Hasil dari latihan Seinen Dojo ini, pada Juni 1943 didemonstrasikan di depan Jenderal Inada. Dari sini, Jepang yakin, perlunya segera direalisasikan pembentukan tentara pribumi. Menurut Nugroho Notosusanto1, berdasarkan keputusan bersama antara Beppan dan pimpinan tentara Jepang yang beragama Islam, Mohammad Abdul Muniam Inada, Abdul Hamid Ono dan Yanagawa diputuskan Tentara Pembela Tanah Air (Peta) yang islami dan Daidancho (Komandan Batalyon) dipimpin oleh ulama.

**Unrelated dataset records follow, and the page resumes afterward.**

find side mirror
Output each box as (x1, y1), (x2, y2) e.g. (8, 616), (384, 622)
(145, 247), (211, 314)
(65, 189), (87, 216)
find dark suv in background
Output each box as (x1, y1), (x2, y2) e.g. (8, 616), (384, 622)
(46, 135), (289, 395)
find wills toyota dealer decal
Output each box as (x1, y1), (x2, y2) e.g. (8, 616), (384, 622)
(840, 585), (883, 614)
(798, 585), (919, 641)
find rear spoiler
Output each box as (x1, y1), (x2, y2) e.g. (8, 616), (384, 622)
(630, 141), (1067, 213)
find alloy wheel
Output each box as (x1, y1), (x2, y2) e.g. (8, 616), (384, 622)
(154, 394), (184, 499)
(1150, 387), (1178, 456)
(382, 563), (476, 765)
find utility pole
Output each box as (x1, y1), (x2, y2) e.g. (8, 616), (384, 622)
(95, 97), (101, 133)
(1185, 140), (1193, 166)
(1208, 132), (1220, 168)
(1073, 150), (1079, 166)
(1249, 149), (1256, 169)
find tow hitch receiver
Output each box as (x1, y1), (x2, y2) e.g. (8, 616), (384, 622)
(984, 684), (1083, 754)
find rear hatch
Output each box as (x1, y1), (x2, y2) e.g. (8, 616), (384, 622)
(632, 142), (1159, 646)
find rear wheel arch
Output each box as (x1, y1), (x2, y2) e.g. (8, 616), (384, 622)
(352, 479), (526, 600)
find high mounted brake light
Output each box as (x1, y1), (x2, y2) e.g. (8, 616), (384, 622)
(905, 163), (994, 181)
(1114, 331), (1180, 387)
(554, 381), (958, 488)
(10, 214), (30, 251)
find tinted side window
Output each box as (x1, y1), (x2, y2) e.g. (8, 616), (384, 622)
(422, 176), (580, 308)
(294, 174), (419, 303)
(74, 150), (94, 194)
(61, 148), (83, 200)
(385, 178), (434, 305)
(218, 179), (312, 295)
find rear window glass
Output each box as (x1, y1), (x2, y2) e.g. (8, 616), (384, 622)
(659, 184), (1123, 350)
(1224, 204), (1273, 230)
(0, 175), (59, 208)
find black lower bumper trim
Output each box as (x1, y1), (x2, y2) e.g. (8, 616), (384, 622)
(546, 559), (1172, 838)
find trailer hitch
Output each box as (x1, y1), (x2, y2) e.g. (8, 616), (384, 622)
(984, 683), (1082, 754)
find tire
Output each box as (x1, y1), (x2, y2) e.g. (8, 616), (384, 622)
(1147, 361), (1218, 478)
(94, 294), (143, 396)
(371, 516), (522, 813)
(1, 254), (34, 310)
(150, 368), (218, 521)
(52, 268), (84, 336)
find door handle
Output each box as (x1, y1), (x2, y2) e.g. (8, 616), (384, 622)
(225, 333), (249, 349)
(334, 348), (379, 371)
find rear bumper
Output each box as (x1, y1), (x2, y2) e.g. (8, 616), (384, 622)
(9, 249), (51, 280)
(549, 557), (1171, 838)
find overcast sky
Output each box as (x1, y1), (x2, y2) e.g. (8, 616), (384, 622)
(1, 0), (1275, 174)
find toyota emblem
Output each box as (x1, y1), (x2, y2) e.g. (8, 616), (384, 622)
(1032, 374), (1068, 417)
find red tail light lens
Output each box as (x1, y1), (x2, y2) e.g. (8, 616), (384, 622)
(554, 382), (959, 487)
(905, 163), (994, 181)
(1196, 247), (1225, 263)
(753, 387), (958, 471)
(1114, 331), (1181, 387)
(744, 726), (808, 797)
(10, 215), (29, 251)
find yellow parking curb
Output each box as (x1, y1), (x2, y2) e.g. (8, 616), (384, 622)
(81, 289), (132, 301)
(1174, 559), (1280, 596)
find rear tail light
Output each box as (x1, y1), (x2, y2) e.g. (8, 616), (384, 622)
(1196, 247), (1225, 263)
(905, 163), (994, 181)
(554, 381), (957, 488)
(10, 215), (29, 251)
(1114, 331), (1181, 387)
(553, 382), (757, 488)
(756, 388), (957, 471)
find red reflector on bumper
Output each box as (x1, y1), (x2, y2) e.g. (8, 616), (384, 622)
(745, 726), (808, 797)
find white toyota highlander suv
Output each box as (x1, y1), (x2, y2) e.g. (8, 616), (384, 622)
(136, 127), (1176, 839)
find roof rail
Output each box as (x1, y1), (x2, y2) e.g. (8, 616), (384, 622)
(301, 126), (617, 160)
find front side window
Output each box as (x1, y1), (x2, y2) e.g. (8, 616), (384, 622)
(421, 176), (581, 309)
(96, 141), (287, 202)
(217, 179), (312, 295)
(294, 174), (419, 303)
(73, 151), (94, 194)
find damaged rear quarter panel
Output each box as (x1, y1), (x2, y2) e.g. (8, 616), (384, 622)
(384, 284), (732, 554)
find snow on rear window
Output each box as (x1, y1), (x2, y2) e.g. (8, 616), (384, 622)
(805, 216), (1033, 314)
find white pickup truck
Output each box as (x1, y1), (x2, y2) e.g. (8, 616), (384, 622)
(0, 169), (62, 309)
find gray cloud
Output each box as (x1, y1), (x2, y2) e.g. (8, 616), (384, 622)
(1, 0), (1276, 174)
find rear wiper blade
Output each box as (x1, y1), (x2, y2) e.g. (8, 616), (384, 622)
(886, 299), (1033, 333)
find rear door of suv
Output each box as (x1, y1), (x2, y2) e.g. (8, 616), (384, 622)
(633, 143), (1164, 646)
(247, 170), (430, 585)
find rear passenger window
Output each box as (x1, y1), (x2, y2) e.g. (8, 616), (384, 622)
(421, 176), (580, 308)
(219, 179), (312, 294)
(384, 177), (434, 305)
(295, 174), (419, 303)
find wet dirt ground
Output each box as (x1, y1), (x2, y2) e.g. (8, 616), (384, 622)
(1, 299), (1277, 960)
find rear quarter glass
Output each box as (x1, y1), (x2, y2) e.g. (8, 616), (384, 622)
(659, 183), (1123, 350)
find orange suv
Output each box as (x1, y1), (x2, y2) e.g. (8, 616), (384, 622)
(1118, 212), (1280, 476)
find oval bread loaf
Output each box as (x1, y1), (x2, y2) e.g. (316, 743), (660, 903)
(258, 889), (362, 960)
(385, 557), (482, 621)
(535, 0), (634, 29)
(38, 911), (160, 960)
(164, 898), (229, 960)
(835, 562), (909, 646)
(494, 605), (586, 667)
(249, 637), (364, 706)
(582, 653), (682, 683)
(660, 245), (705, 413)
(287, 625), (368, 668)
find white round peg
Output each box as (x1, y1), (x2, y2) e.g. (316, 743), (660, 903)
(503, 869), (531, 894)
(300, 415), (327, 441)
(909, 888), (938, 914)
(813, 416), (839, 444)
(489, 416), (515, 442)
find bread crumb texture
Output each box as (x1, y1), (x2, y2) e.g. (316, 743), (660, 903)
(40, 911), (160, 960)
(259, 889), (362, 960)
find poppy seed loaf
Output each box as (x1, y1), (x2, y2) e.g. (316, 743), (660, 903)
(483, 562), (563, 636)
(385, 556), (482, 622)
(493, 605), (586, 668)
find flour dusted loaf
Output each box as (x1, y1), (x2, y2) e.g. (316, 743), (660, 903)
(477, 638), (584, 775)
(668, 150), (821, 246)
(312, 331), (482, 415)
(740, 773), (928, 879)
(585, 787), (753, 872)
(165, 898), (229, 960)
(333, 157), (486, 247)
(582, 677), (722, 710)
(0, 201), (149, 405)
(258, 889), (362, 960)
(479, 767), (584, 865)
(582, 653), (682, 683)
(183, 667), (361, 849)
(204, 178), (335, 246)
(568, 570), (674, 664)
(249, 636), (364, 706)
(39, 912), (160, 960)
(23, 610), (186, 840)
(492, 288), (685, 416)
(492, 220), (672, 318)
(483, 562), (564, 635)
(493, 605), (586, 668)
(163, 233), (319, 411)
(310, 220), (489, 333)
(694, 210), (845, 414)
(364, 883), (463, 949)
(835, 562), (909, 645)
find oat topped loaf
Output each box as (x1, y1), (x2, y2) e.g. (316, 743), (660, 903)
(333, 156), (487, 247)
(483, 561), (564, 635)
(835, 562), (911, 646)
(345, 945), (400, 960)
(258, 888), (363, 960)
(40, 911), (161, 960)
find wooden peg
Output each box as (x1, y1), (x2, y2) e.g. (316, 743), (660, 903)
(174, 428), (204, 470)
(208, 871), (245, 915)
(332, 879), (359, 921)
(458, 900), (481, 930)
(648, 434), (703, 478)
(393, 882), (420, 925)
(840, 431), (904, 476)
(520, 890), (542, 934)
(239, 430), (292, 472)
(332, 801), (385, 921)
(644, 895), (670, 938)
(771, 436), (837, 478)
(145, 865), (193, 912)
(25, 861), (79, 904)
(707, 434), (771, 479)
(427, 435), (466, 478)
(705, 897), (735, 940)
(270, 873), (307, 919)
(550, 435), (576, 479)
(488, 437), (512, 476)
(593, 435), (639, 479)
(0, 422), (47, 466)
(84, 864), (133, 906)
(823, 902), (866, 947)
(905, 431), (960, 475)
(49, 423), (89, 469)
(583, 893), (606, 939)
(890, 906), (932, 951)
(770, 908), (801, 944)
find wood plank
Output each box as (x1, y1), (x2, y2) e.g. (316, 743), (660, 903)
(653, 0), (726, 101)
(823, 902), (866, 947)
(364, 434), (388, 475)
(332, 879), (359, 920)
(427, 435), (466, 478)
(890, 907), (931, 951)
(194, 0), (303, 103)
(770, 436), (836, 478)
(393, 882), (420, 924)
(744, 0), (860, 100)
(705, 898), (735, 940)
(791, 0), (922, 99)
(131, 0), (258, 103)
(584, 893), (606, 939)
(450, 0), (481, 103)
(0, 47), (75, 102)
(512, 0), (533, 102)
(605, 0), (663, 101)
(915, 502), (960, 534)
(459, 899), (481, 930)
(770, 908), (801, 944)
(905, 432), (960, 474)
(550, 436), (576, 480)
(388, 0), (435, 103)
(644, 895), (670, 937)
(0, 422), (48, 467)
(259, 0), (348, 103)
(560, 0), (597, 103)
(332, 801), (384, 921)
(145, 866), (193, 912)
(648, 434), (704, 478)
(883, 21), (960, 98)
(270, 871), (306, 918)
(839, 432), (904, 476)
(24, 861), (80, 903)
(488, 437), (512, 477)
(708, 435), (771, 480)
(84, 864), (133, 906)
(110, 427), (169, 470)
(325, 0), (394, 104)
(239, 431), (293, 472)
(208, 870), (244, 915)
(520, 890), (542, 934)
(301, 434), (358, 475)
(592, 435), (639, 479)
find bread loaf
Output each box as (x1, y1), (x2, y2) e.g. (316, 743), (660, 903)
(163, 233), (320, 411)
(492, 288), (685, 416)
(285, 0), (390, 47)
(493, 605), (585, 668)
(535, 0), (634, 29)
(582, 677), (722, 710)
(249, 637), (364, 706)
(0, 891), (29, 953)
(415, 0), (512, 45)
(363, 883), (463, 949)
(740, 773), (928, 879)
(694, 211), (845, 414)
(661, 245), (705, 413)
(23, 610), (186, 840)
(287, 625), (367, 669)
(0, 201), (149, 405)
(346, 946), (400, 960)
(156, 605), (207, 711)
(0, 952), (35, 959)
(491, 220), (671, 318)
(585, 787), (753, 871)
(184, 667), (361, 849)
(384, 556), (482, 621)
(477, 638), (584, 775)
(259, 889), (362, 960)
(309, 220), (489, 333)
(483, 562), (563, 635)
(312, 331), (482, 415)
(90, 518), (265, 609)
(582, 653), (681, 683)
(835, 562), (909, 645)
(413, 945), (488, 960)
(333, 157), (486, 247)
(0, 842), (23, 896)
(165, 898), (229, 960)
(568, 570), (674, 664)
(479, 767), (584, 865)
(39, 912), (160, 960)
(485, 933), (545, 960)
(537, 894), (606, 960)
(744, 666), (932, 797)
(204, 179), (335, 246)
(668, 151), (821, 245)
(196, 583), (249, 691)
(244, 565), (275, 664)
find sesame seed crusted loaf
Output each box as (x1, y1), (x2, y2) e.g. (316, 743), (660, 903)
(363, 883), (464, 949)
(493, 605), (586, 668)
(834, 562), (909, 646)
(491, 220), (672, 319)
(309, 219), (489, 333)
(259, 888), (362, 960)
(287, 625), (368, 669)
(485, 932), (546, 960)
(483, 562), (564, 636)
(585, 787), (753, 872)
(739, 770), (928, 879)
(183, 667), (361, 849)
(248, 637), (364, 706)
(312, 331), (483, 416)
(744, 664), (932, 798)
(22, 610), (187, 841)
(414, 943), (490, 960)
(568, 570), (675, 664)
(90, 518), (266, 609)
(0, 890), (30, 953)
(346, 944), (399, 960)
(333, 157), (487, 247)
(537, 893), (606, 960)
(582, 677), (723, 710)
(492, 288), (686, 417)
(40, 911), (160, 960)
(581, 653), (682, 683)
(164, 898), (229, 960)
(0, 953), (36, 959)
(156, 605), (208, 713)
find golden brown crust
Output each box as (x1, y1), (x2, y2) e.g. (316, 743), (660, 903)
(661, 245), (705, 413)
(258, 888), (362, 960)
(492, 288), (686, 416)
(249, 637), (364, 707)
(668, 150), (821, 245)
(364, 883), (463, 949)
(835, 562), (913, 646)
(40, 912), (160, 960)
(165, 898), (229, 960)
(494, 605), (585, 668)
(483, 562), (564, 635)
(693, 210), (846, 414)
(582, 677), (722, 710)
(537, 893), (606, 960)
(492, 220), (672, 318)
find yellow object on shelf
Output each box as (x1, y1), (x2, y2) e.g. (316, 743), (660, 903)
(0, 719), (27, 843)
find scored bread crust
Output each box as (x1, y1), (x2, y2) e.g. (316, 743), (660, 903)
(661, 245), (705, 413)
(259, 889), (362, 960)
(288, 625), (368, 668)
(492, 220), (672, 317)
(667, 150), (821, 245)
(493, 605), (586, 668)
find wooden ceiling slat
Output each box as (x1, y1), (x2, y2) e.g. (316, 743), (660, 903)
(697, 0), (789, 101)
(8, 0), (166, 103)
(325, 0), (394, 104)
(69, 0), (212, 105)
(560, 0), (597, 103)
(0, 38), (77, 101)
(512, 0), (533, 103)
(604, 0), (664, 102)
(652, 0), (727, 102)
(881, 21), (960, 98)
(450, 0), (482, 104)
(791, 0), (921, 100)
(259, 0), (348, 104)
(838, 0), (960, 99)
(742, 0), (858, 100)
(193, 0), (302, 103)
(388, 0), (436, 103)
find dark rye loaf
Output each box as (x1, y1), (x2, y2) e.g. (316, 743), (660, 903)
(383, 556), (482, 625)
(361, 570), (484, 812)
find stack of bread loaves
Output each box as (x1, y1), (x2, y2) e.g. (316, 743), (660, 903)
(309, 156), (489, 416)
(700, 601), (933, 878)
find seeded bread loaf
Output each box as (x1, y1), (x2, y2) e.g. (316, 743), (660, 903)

 Keputusan untuk menyerahkan kepemimpinan Batalyon (Daidancho) kepada Ulama bukan tanpa alasan. Sebelumnya, 10 Ulama Jakarta mengadakan Tuntutan yang berbunyi: “Kaoem Moeslimin Indonesia toeroet meminta berdirinja Barisan Pendjaga Poelau Djawa”. Ke- 10 ulama tersebut adalah:
1.    KH. M. Mansoer
2.    K.R.H. Adnan
3.    Dr. H.A.K. Amaroellah
4.    Goeroe H. Mansur
5.    Goeroe H. Cholid
6.    KH. Abdoel Madjid
7.    Goeroe H. Jacoeb
8.    K.H. Djoenaedi
9.    Hadji Mochtar
10.    H. Moch Sobri

Kutipan Surat Kabar Asia Raya, Senin 13 September 1943

Ke-10 Ulama yang tinggal di Jakarta ini memberikan diri mengajukan surat permohonan kepada Saiko Shikikan (Panglima Militer Jepang di Indonesia) Letjen Kumashiki Harada dengan penekanan bahwa:

“Kaoem Moeslimin Indonesia, choesoesnja jang berada di Poelau Djawa, 350 tahun lamanja telah menderita kesengsaraan karena tindasan dan perasan pendjadjahan imperialisme Barat”

Selanjutnya ditambahkan:

“Semangat Kaoem Moeslimin hidoep kembali karena pertolongan Allah SWT dengan Balatentara Dai Nippon sebagai sebabnja. Kaoem Moeslimin Indonesia bersjoekoer kehadirat Allah SWT dan berterima kasih sesoenggoeh-soenggoehnja kepada balatentara Dai Nippon”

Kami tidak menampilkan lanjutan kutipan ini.